Roger Bacon (1220-1292)

Roger Bacon (1220-1292) est né dans le Dorsetshire en Angleterre. Il étudie d’abord à Oxford puis à Paris où il obtient le titre de docteur en théologie. Il y enseigne la physique et la métaphysique d’Aristote. De retour à Oxford, influencé par Robert Grossetête, il se consacre à l’étude expérimentale. Il entre en 1240 dans l’ordre des franciscains puis, en 1257, il revient à Paris. Il déplore l’ignorance de ses coreligionnaires mais la censure le contraint au silence. Sa culture est immense, elle recouvre linguistique, grammaire, philosophie, mathématiques, physique, géométrie, alchimie, médecine et astronomie. La partie scientifique de son œuvre se particularise par une mise en avant des mathématiques et de l’expérimentation. Il se démarque d’Aristote, dont les principes sont considérés alors comme les seuls acceptables, en affirmant que l’expérience est la « reine des sciences » et, qu’elle seule conduit aux découvertes et à leurs vérifications. Il place les mathématiques au dessus des autres disciplines. Selon lui, la méthode scolastique, qui prend appuis sur l’autorité dans l’édiction des principes et sur le raisonnement dans leur développement, est mauvaise. Il ajoute que nul progrès scientifique ne peut être effectué, si on ne prend pas en compte certaines conditions qu’il définit suivant quatre principes:
En premier: « Il convient de s’informer sur l’importance et l’utilité de la discipline que l’on explore ».
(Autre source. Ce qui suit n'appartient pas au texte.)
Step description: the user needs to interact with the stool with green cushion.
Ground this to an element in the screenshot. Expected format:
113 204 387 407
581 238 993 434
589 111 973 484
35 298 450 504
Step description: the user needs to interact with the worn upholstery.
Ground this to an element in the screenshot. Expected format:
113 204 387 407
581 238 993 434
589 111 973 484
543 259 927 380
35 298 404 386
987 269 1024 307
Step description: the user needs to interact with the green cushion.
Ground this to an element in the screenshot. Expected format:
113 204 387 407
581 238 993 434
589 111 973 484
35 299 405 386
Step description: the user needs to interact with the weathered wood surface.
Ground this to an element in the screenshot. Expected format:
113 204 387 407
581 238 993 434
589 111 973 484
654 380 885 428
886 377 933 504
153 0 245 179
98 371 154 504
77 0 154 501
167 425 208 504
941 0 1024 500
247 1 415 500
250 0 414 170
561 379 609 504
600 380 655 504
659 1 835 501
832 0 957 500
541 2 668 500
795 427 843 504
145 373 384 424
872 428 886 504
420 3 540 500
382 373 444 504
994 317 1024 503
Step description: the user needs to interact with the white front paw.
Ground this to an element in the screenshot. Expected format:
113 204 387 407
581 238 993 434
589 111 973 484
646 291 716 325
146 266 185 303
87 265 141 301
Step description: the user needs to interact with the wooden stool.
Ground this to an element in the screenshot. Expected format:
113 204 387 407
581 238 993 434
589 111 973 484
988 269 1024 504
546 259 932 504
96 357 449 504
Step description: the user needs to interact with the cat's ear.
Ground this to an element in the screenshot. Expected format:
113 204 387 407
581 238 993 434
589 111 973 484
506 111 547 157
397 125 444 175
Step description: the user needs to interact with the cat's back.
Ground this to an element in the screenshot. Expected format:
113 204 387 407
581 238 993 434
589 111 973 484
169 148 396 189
En second: « II faut déterminer son objet et son cadre, afin de ne pas s’égarer en vaines superfluités ou la mutiler par omission ».
En troisième: « Il faut déterminer les causes d’erreurs qui peuvent nous tromper ».
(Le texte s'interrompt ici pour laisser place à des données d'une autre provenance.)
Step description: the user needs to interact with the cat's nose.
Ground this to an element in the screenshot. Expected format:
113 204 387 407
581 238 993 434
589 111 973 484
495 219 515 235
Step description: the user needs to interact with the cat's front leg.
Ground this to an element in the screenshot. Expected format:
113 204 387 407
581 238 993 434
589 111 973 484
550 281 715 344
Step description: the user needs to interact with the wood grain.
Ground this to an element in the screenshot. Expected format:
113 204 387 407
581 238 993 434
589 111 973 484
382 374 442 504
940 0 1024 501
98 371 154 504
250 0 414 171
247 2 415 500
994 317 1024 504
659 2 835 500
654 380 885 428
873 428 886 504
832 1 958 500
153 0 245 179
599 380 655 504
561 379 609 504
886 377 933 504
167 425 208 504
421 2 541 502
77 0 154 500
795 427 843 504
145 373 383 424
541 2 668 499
En dernier point: « Il faut que l’homme se dévoue à la recherche de la vérité, connaisse les méthodes et les voies par lesquelles il doit la trouver, l’agrandir, la rendre parfaite, tant en général qu’en particulier, car il y a une méthode en toute chose et si on en manque , on ne pourra jamais atteindre le but proposé »
Roger Bacon devient ainsi le père de la méthode scientifique.

L’astronomie est pour lui la discipline qui fait converger de la manière la plus apparente, la physique et la géométrie. Il la divise en trois parties: l’astronomie spéculative, celle de l’Almageste qui propose un système. L’astronomie pratique, celle ou on effectue des calculs, où on dresse des tables et où on exploite toute sorte d’instruments. Et enfin, l’astronomie physique, qui étudie l’influence des astres sur la Terre, leur trajectoire et l’ordre des saisons. A ses yeux le monde se compose, à la différence de Parménide, de « corps divers » et non d’un seul « tout »; il est constitué de corps finis et divisibles et non pas d’atomes indivisibles et infinis en nombre, comme l’a proposé Démocrite.

Le ciel est une sphère dans laquelle réside le feu, l’air, l’eau et la Terre, elle-même sphérique située au centre de tout. Au sujet des mouvements des corps célestes, il contredit aussi les astronomes arabes, sans pour autant être capable de formuler une autre proposition. Il s’oppose encore à Aristote en déclarant que la lumière des étoiles leur est propre et que celle de La lune est due au soleil. Il définit également la Voie lactée comme: « un agrégat d’une multitude de petites étoiles indiscernables » et commente la réfraction astronomique. Il traite le premier de la déviation des rayons lumineux pénétrant dans l’atmosphère et étudie les couleurs de l’arc en ciel « de iride ». On lui attribue la découverte d’un mélange explosif, la conception de lentilles en verre grossissant ou d’une pompe à air permettant d’évoluer sous l’eau, ainsi qu’une multitude d’autres inventions qui, à l’image de celles de Léonard de Vinci, resteront à l’état de concept. Bacon propose une réforme du calendrier Julien, car il prétend qu’il donne une fausse date de naissance pour le Christ. On admettra qu’il ait pu déranger sa hiérarchie au point qu’elle le condamne à quinze années de prison, en accusant ses ouvrages de renfermer des « nouveautés dangereuses et suspectes ». Bacon mourra infirme et malade à sa sortie de dix années d’incarcération. En ce XIIIème siècle, la camisole idéologique et religieuse qu’imposait la soumission au dogme, se traduisait par un gâchis intellectuel dont bien des penseurs et scientifiques « libres » firent les frais.